M. paragordonae (Mpg) vaccine elicited an enhanced protective efficacy against M. abscessus or M. tuberculosis infections in a mouse model. (a) CFU enumeration from organs (liver, lung and spleen) of BALB/c mice (n = 4–6 per group) vaccinated subcutaneously with PBS, BCG (1 × 10⁶ CFU) or Mpg (1 × 10⁶ CFU) (vaccination groups are detailed in Supplementary Fig. 2) and challenged 4 weeks after final vaccination with Mab or Mtb (1 × 10⁶ CFU, intravenously) (*P <b 0.05, **P < 0.01, ***P < 0.001; Student’s t-test). (b) Representative histopathologic images (H&E stained) are shown for the sectioned lung tissues of BALB/c mice vaccinated with PBS, BCG or Mpg (vaccination groups are detailed in Supplementary Fig. 2) and challenged with Mab (at Day 14) or Mtb (at Week 8). Scale bars correspond to 100 μm.

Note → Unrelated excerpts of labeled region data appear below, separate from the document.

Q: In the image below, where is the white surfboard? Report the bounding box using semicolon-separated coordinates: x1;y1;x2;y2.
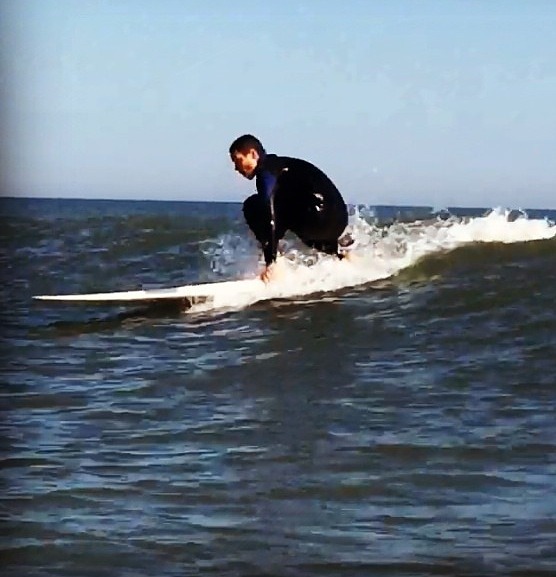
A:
33;278;266;306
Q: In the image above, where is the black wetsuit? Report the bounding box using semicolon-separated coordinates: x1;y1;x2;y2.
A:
243;154;348;265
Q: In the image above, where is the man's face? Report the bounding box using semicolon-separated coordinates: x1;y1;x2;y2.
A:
232;148;259;180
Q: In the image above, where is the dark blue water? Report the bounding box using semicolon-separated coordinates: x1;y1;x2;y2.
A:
0;199;556;577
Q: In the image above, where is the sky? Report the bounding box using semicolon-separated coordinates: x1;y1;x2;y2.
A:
0;0;556;208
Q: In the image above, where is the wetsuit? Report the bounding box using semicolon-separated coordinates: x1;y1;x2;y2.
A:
243;154;348;265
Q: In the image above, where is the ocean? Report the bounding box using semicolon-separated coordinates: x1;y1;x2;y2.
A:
0;198;556;577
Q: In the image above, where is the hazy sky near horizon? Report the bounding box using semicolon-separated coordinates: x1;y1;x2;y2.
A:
0;0;556;208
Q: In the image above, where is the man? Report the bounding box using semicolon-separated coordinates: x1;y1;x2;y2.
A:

Each vaccinated group is annotated as follows: group I [PBS + PBS], group II [BCG + BCG], group III [BCG + Mpg], and group IV [Mpg + Mpg].

Figure 9

Schematic representation showing enhanced vaccine efficacy of M. paragordonae (Mpg). Compared to BCG, Mpg plays a pivotal role as an attenuated live vaccine in protecting against infections with Mtb and Mab via enhanced innate and adaptive immune responses and is safer for mice intravenous infections as well as in infections of macrophages.